Worlds lay devastated. There were only the remnants of qhalur works and the worlds qhal-tampered; and there were the Gates, flotsam up out of time, untouched by the catastrophe.

And humans arrived on the ruined worlds, in that patch of space that still bore the scars.

Humans were among the victims of the qhal, scattered on the ruined worlds, with other species also qhal-like. For this reason alone humans distrusted the Gates, and feared them.

A hundred men and women passed the qhalur Gates, bound they knew not where, armed to seal the dangerous portals from the far side of space and time, to the very ultimate Gate. There was a weapon devised for that ultimate passage, an end-all force of Gate-drawn power; and until that Gate, it was necessary to seal world after world, age after age—a battle perhaps endless or fatally circular, perhaps limited to qhalur space or cast to Gates the qhal themselves never made.

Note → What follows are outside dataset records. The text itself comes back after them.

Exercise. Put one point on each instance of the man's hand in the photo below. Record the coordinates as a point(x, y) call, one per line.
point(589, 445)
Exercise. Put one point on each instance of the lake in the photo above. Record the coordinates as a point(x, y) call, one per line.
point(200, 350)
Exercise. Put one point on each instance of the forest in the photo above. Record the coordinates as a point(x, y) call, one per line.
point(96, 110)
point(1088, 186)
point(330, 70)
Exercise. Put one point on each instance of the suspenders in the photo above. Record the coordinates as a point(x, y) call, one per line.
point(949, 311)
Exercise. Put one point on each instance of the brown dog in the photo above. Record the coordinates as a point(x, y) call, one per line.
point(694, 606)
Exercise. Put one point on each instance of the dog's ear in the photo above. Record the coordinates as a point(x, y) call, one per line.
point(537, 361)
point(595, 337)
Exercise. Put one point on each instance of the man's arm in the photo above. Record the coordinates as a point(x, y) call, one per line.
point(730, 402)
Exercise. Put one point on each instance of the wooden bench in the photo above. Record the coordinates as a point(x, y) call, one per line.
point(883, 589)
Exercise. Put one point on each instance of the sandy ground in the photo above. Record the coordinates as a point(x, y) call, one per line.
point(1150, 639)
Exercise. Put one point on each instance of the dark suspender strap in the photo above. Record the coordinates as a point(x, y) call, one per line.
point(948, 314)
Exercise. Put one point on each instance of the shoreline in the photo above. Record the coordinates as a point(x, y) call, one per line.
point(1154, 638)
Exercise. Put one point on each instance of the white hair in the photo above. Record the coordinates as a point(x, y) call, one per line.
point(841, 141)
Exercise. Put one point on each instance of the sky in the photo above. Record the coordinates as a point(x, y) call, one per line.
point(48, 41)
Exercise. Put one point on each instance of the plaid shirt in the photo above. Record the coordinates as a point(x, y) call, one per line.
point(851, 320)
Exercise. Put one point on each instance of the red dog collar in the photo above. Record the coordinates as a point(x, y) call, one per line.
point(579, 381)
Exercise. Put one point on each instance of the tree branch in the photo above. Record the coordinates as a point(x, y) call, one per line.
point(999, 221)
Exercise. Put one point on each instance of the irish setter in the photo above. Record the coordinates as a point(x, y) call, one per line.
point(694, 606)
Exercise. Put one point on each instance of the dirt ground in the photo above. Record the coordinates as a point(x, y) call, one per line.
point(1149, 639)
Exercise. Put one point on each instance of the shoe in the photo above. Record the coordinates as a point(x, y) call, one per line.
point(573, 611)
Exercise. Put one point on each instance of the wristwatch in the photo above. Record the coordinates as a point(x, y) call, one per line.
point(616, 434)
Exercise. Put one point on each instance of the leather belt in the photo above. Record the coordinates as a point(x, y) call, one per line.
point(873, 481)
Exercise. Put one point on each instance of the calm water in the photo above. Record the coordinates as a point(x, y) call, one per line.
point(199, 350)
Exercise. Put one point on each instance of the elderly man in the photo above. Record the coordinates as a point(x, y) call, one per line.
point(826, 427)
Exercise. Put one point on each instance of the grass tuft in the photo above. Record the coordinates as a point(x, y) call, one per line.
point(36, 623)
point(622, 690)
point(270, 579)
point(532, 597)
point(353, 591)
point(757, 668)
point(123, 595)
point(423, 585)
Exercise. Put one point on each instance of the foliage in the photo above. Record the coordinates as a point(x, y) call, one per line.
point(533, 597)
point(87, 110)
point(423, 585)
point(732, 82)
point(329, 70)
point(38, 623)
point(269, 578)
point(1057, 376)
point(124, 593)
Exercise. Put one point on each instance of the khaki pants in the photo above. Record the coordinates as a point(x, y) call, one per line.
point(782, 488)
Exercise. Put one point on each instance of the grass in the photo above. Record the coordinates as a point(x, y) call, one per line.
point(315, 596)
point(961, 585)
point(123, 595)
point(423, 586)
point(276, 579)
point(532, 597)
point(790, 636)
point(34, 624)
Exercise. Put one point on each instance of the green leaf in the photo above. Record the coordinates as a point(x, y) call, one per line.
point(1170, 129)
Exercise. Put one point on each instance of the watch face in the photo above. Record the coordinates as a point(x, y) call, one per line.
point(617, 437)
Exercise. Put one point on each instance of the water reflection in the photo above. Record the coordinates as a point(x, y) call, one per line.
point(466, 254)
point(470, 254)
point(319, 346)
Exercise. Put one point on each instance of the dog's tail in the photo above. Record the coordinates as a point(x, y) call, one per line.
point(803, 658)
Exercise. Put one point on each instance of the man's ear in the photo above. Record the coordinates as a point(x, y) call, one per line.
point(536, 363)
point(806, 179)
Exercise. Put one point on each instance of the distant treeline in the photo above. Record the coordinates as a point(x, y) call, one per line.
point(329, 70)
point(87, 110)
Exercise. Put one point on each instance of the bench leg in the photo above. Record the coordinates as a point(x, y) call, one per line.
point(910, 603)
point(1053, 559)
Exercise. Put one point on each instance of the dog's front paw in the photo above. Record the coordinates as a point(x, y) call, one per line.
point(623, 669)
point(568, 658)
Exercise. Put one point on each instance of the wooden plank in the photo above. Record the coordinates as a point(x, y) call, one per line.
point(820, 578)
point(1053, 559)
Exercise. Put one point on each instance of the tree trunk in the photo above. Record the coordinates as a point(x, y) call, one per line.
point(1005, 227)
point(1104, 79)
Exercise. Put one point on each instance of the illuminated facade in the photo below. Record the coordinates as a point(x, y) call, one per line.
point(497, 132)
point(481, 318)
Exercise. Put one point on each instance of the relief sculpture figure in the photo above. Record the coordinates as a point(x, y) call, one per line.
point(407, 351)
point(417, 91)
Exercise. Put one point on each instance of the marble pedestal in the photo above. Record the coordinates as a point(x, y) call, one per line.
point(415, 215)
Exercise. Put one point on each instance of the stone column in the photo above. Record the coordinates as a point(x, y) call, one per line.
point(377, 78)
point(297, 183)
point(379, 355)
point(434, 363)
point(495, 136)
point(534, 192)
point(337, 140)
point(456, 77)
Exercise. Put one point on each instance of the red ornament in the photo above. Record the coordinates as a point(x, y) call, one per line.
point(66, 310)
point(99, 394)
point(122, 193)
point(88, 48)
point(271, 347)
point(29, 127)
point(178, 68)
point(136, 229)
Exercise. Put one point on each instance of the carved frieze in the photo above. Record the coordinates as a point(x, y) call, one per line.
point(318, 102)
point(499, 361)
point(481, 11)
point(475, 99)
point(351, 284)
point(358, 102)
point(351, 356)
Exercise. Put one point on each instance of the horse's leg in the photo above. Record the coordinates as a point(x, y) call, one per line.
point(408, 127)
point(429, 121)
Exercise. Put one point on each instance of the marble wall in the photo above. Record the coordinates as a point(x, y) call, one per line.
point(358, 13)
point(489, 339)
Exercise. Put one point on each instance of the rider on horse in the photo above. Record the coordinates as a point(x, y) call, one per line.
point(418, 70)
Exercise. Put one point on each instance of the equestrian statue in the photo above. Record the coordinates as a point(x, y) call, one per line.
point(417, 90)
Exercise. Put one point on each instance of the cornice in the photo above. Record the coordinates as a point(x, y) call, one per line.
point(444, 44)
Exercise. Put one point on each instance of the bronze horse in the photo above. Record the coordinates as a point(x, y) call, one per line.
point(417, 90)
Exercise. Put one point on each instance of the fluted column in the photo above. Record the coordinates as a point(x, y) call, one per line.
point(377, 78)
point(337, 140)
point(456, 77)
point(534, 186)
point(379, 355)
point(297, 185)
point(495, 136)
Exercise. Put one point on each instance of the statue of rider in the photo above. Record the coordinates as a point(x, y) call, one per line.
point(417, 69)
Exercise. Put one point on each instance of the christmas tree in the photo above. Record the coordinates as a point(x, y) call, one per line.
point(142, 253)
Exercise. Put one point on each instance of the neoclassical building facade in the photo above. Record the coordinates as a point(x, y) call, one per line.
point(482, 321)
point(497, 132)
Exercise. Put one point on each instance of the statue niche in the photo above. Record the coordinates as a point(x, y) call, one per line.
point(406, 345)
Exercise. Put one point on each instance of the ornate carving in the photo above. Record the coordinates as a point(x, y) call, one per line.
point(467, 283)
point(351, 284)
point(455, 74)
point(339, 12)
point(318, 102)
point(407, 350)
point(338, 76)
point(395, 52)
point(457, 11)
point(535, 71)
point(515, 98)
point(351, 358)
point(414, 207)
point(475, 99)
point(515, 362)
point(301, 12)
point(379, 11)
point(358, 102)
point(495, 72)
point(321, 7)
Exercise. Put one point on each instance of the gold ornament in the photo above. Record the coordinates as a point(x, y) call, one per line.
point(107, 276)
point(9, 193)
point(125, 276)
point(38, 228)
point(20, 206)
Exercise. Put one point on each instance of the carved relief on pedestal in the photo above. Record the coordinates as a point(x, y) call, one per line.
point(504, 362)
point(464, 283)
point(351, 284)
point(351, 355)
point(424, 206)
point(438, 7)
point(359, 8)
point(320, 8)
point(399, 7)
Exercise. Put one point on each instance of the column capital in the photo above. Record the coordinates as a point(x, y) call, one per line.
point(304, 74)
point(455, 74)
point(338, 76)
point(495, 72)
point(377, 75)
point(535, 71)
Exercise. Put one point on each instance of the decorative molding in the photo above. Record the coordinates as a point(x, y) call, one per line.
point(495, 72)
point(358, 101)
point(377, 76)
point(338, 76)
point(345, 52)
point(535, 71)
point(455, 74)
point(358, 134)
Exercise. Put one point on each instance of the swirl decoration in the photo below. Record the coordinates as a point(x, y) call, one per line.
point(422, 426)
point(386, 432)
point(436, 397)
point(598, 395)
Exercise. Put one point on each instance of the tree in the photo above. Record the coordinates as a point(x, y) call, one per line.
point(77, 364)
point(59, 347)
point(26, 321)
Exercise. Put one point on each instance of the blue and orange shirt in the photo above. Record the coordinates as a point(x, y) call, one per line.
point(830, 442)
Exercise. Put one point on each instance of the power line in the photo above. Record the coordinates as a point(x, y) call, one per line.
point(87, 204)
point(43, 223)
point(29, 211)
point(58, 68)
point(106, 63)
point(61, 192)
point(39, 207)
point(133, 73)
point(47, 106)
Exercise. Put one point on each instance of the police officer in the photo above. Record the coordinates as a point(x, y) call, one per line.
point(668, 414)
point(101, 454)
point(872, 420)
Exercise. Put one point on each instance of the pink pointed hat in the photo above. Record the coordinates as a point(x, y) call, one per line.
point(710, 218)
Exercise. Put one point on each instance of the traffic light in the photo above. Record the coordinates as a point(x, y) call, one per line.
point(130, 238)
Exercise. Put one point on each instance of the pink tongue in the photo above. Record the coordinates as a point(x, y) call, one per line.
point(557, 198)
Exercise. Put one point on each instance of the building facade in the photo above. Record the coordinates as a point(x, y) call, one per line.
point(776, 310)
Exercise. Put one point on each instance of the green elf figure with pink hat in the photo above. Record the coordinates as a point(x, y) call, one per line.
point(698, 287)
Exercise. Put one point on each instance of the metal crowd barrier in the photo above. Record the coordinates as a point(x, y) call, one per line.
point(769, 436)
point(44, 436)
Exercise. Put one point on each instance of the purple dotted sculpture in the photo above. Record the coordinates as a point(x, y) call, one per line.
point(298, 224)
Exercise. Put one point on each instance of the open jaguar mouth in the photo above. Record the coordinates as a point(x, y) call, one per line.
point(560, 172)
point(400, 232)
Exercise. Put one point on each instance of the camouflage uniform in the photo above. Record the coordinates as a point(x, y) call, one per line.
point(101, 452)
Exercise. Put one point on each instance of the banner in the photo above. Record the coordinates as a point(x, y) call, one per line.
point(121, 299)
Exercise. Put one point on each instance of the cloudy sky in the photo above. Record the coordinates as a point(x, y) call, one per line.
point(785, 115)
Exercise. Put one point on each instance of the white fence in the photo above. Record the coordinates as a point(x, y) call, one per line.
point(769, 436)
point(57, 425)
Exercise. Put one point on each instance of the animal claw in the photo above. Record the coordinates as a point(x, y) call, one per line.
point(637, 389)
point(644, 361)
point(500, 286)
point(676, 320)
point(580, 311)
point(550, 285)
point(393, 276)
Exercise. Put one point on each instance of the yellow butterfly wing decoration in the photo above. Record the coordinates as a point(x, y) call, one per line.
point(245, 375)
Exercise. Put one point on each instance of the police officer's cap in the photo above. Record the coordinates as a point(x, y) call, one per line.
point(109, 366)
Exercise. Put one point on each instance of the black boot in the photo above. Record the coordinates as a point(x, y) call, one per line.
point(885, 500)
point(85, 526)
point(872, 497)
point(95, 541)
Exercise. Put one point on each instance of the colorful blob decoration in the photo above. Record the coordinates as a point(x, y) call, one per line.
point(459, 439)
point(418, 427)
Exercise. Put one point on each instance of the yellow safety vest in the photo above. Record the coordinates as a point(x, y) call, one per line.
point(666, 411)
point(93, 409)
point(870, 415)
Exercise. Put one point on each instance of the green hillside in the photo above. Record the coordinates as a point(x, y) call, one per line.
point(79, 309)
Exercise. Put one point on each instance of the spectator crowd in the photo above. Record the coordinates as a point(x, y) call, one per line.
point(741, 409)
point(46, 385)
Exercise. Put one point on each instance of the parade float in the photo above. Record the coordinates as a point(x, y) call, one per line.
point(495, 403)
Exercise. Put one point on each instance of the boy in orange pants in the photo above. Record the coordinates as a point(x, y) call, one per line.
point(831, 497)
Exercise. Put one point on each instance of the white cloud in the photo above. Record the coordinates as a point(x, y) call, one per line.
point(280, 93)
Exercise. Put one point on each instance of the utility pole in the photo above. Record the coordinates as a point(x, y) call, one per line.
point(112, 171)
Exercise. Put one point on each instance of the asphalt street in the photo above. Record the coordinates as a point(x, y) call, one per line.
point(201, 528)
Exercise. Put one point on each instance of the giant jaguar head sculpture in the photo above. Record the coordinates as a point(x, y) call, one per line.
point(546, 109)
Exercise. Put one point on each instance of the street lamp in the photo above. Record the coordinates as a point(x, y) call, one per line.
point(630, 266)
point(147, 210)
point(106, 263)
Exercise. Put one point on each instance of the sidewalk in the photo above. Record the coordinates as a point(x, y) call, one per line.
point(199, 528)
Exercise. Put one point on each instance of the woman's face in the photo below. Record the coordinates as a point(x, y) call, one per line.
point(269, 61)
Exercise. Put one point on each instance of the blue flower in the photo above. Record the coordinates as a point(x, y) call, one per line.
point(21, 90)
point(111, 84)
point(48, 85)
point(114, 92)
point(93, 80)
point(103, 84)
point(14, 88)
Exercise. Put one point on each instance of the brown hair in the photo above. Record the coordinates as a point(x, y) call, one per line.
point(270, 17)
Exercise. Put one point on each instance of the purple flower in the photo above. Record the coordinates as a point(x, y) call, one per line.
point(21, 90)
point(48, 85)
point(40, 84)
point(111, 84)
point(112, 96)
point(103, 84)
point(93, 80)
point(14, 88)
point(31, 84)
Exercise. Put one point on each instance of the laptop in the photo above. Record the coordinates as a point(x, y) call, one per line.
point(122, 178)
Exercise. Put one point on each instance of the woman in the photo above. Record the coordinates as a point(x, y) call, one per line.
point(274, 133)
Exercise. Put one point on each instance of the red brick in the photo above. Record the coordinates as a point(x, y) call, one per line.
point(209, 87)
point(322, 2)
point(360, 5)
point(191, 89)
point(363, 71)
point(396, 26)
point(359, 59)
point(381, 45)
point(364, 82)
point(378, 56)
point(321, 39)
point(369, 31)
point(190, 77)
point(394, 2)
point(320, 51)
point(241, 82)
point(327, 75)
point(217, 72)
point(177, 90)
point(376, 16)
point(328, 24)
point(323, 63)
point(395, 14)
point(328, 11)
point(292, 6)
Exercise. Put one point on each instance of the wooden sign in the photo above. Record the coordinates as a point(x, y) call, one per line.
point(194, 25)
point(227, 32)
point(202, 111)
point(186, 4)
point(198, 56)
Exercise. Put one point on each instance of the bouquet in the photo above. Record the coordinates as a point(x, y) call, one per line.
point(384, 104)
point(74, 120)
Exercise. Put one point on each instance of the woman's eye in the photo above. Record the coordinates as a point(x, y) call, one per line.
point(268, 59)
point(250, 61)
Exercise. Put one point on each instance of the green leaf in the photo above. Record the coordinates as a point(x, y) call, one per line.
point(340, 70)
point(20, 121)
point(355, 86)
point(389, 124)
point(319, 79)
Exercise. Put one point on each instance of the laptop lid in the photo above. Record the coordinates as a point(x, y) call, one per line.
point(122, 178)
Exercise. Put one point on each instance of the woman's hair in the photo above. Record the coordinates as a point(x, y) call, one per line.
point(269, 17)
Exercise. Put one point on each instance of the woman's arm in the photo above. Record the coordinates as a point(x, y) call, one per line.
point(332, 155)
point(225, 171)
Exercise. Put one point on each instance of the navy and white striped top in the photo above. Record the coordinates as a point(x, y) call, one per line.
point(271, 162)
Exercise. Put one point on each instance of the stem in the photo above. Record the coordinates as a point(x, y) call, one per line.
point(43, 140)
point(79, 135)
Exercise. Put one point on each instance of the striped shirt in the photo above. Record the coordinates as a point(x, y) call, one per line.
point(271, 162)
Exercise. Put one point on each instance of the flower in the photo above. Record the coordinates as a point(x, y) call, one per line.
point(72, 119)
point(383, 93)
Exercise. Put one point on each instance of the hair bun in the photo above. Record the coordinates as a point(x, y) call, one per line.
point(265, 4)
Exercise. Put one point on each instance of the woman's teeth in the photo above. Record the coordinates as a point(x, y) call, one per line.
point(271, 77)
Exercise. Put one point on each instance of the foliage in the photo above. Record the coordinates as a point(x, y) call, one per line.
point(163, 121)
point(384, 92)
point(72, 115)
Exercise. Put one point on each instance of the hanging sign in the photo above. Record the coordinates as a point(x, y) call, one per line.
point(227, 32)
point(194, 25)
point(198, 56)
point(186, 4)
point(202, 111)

There were a hundred at the beginning.

The Gates exacted their toll.

BOOK ONE

“… Last of all only the woman Morgaine survived, skilled in qujalin witchcrafts and bearing still that Sword that casts to death. Much of evil she did in Morija and Baien, rivaling all other evils she had committed… but she fled thereafter, taking with her Nhi Vanye i Chya, once of this house, who was ilin to her and therefore bound by his oath.”

—Nhi Erij i Myya, in the Book of Ra-morii

“Chya Roh i Chya, lord of Ra-koris… followed the witch Morgaine, for his cousin’s sake… but Nhi Erij in his writing avows that Chya Roh perished on that journey, and that the Soul that possessed the likeness of Roh thereafter was qujal, and hostile to every Godly man….”

—the Book of Baien-an

CHAPTER One

Seven moons danced across the skies of the world, where there had been one in the days of the ancients. In those days the Wells of the Gods had been open, providing power and abundance to the khal who had governed before the time of the Kings. Now the Wells were sealed, beyond the power of men or khal to alter. Long ago there had been vast lands on all sides of Shiuan and Hiuaj; but the world now was slowly drowning.

These were the things that Mija Jhirun Ela’s-daughter believed for truth.

For all of Jhirun’s young life, she had known the waters encroaching relentlessly on the margin of the world, and she had watched Hiuaj diminish by half and the gray sea grow wider. She was seventeen, and looked to see Hiuaj vanish entirely in her lifetime.

When she had been a child, the village of Chadrih had stood near the Barrow-hills of Hiuaj; and beyond that had stood a great levee and a sea wall, securing fields that gave good crops and pasturage for sheep and goats and cattle. Now there was reed-grown waste. The three parcels of land that had supported Chadrih were gone, entirely underwater save for the boundary posts of stacked stone and the useless remnant of the ancient sea wall. The gray stone buildings of the village had become a ruin, with water trickling even at low tide through what had been its streets, and standing window-high at Hnoth, when the moons combined. The roofless houses had become the nesting places of the white birds that wheeled and cried their lonely pipings over the featureless sea.